Question

In the direction of electric field, the electric potential:
A. Decreases.
B. Increases.
C. Remains unchanged.
D. Becomes zero.

Answer 1

Hint: We will use the idea of the electric field as a gradient of potential to answer this problem. We are going to solve this problem using the relationship $$E=-{\displaystyle \frac{dv}{dr}}$$.

Complete step by step answer:

 We know that in an electrical field the electrical potential between two points A and B is defined as the amount of work performed per unit of positive test charge in moving it against the electrostatic force due to the electrical field from point A to point B.
If $dW$ is the work done in moving a small positive test charge $q_0$ from point P to Q, then
$\Rightarrow (V+dV)-V={\displaystyle \frac{dW}{q_0}}$.
$\Rightarrow dV={\displaystyle \frac{dW}{q_0}}$ ………..(i)
And, if $\overrightarrow{E}$ is the electric field at point P due to charge +a place at point O, then the test charge experiences a force equal to ,
$\Rightarrow \overrightarrow{F}=q_0\overrightarrow{E}$.
Therefore, work done to move the test charge through an infinitely small displacement $PQ=dl$is given by
$dW=\overrightarrow{F}.\overrightarrow{dl}$
and we have $\overrightarrow{F}=q_0\overrightarrow{E}$, then
$dW=q_0\overrightarrow{E}.\overrightarrow{dl}=(q_0\overrightarrow{E}).\overrightarrow{dl}\cos {180}^0$ [ ]
$dW=-q_{0}E.dl$ ……..(ii)
As the distance r decreases in the direction of $\overrightarrow{dl}$, the distance dl is taken as dr.
So now, form equation (ii), we get
$$\begin{gathered} dW=-q_{0}E.dr \\ {\displaystyle \frac{dW}{q_0}}=-E.dr \end{gathered}$$
From equation (i), we have $dV={\displaystyle \frac{dW}{q_0}}$, then
$$\begin{gathered} dV=-Edr \\ E=-{\displaystyle \frac{dV}{dr}} \end{gathered}$$.
Therefore the electric field at a point is equal to the negative gradient of the electric potential at that point.
The negative sign indicates that the direction of E is always in the direction of decreased potential.
Hence, we can say that, In the direction of electric field, the electric potential decreases.
Therefore the correct answer is option (A).

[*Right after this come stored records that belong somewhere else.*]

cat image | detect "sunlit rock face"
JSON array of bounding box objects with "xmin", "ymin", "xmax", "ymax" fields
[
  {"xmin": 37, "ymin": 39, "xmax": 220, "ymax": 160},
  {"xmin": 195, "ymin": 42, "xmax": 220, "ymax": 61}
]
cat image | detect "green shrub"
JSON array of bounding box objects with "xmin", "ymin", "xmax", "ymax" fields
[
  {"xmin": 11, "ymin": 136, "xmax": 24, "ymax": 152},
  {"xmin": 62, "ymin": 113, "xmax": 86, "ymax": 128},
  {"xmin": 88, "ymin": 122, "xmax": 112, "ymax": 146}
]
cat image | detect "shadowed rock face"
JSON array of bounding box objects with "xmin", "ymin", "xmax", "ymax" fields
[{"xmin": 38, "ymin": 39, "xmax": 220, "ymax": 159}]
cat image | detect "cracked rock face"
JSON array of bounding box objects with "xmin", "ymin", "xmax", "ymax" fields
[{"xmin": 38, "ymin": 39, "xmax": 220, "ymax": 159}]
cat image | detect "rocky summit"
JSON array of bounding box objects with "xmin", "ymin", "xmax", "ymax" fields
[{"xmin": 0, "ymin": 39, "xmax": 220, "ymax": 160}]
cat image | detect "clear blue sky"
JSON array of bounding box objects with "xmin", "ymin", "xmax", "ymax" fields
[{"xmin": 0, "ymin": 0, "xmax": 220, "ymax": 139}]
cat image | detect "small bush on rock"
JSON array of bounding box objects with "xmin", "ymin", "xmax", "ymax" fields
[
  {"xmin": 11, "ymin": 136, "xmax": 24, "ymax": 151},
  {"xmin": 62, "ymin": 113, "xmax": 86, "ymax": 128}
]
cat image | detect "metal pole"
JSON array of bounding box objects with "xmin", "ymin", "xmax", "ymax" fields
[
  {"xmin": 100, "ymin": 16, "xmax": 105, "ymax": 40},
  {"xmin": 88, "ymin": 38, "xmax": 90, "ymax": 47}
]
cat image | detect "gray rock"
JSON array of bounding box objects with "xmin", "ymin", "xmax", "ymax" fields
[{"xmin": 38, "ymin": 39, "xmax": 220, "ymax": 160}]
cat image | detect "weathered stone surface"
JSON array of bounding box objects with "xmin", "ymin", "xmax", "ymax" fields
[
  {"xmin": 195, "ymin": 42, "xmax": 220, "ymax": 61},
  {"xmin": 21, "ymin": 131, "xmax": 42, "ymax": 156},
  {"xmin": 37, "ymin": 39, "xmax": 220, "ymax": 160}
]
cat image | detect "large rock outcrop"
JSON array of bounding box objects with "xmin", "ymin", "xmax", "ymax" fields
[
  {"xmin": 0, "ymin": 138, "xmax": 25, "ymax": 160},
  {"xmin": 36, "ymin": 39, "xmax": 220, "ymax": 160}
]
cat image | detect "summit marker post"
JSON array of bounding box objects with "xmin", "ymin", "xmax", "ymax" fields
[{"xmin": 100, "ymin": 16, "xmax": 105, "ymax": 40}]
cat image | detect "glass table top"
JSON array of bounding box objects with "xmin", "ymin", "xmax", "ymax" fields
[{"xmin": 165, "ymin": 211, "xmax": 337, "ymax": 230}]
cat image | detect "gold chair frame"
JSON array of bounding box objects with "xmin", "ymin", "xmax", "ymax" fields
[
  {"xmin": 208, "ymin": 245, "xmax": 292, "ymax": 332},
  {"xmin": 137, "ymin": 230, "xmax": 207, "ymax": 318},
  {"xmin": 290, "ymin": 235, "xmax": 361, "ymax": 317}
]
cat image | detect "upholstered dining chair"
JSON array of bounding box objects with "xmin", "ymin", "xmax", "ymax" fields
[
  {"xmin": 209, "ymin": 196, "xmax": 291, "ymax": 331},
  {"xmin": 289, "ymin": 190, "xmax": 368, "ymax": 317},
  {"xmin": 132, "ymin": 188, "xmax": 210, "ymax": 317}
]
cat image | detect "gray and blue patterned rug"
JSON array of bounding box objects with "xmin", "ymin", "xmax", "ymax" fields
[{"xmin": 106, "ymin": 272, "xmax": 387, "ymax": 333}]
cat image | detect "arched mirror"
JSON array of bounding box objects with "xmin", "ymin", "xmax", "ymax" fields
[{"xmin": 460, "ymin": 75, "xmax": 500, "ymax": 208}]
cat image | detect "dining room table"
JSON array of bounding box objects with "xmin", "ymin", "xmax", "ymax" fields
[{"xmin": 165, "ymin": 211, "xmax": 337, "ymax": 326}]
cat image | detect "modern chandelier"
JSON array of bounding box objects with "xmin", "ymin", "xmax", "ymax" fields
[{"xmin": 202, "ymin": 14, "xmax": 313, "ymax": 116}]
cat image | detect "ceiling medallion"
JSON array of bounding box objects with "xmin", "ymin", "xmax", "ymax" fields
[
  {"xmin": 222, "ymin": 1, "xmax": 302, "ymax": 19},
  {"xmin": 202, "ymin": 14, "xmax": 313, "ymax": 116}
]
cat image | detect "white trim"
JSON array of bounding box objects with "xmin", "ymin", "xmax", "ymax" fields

Note: In this type of questions, first we have to identify what relationship of the given terms is required to solve the question. Then we will assume some conditions and prove the statement step by step. While solving the question, we have to remember the significance of the signs. After that we will get the required answer.